Keep the content bite-sized.

Digital media is not designed to be leisurely read like print media, nor is it usually read in the Throne Room. For Millennials especially, content must be something they can snack on, in between or instead of meat-filled full-length articles. Keep content light, but by all means, keep it real.

And because attention spans are shorter than those of the Boomer generation and even Generation X, video clips are going to be the best way to captivate and hold the attention of the Millennial. The average length of a Snap Chat video is 10 seconds; Instagram 15 seconds. Which means, keep it pertinent, keep it entertaining, but most of all, keep it short.

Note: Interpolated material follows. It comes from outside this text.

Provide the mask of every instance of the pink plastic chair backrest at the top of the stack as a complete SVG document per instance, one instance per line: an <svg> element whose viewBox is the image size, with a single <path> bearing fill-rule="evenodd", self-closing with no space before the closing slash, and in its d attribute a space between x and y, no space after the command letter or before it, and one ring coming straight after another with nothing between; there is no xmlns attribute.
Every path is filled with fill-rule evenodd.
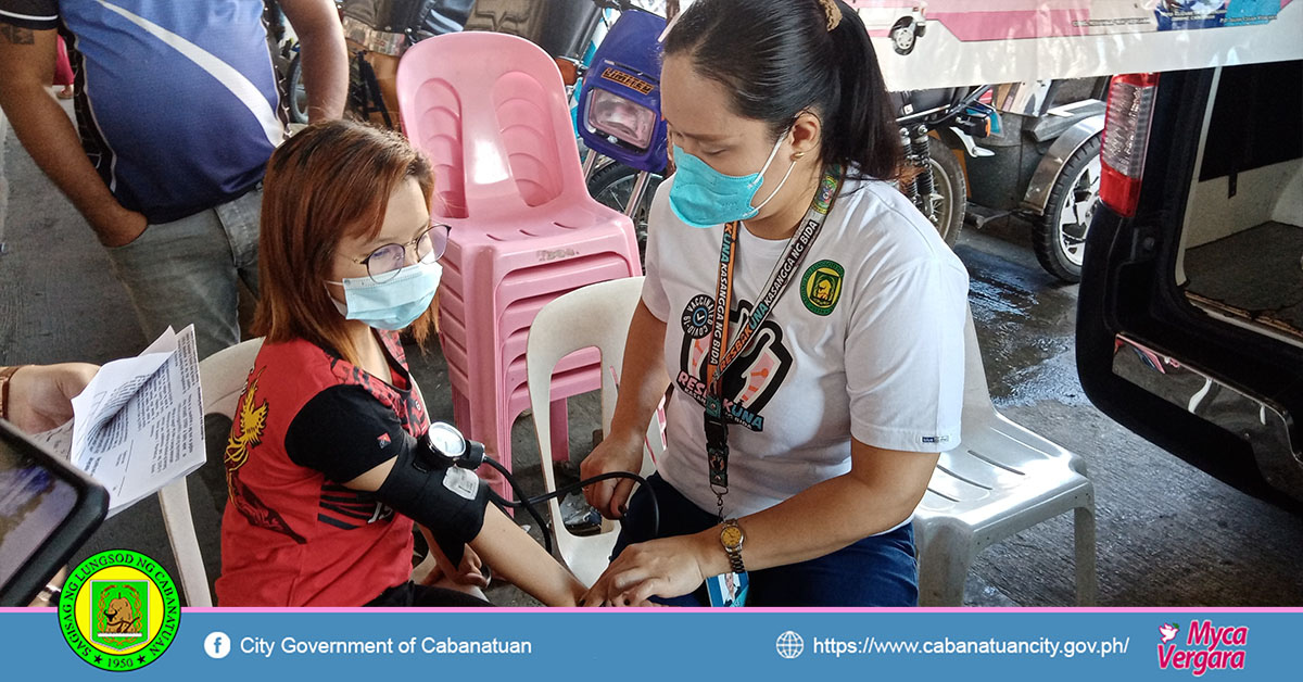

Create a personal connection.

Two-way communication is also important in capturing the loyalty and engagement of Millennials. Things like surveys, sign up to receive free offers, join our mailing list, etc. simply add clutter to the over-crowded, over-stimulated mind of the Millennial. They are looking for something in return. A two-way street of connection.

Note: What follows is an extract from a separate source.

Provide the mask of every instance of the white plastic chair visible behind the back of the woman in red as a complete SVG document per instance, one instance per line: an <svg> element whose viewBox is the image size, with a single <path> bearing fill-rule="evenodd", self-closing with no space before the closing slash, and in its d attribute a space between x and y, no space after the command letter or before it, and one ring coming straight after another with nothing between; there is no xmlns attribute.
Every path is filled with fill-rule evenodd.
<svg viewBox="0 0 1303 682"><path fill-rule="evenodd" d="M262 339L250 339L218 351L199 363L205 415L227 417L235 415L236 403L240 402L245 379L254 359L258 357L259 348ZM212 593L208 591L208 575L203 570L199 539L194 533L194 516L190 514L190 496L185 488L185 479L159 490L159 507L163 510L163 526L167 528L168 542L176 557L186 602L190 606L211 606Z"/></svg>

In real estate, this translates into building a personal relationship of trust. Social media is the foundation to this reciprocal relationship. Blogs help consumers and clients get a feel for your personal tastes, personality, and perspective on current fads, issues, and real estate trends.

Facebook pages, Twitter accounts, Instagram, and even LinkedIn help you connect with Millennials in a way they can relate to and are used to interacting. As mentioned above, this is a great place to insert short, pertinent videos. And this is a great place to take the time to create a YouTube account to house these videos you’re making.

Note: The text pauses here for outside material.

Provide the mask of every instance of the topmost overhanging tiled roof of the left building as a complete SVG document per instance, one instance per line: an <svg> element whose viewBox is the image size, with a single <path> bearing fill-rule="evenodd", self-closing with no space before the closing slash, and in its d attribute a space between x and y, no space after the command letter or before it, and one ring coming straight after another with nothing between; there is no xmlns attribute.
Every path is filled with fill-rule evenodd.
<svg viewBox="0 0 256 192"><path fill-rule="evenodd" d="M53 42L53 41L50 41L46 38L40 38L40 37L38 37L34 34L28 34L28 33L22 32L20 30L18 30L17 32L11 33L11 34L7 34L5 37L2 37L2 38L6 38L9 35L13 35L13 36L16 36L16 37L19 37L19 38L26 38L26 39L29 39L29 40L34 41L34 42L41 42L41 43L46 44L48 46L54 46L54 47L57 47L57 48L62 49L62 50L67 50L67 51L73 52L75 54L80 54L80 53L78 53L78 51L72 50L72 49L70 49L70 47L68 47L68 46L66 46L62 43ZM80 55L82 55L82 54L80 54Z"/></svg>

And though this may sound counterintuitive to most real estate business models, be everything to everybody. This is what Millennials expect. Be the go-to person for insight and information regarding school districts, neighborhood amenities, best way to score tickets for ACL, happening restaurants, etc. Some of this information can be shared through social media, but sometimes using old-fashioned ways of communication can be effective when used alongside social media.

Become an authentic authority.

More so than other generations, Millennials expect and need authenticity. Creating open and honest lines of communication shows Millennials that your brand is authentic and different for the rest. In real estate, this translates into availability. The good news is that availability doesn’t require unlimited amounts of time like it once did. Millennials are satisfied with quick answers or comments via text, Facebook messenger, or email. Just be sure to respond to questions or concerns in a timely manner.

Making sure your brand stays consistent in its message is another way to create authenticity. This is sometimes a little bit tricky. It’s easy to get confused when weighing brand consistency against the strategy of “Be everything to everybody” that’s used when creating brand personal connection. The point is, you want to be perceived as the expert in your field, the most consistent in your field, and the most relatable in your field.

The best way to encompass all of the above is to know and understand the mindset of the Millennial. After all, they are going to be consumers and homebuyers for a long, long time.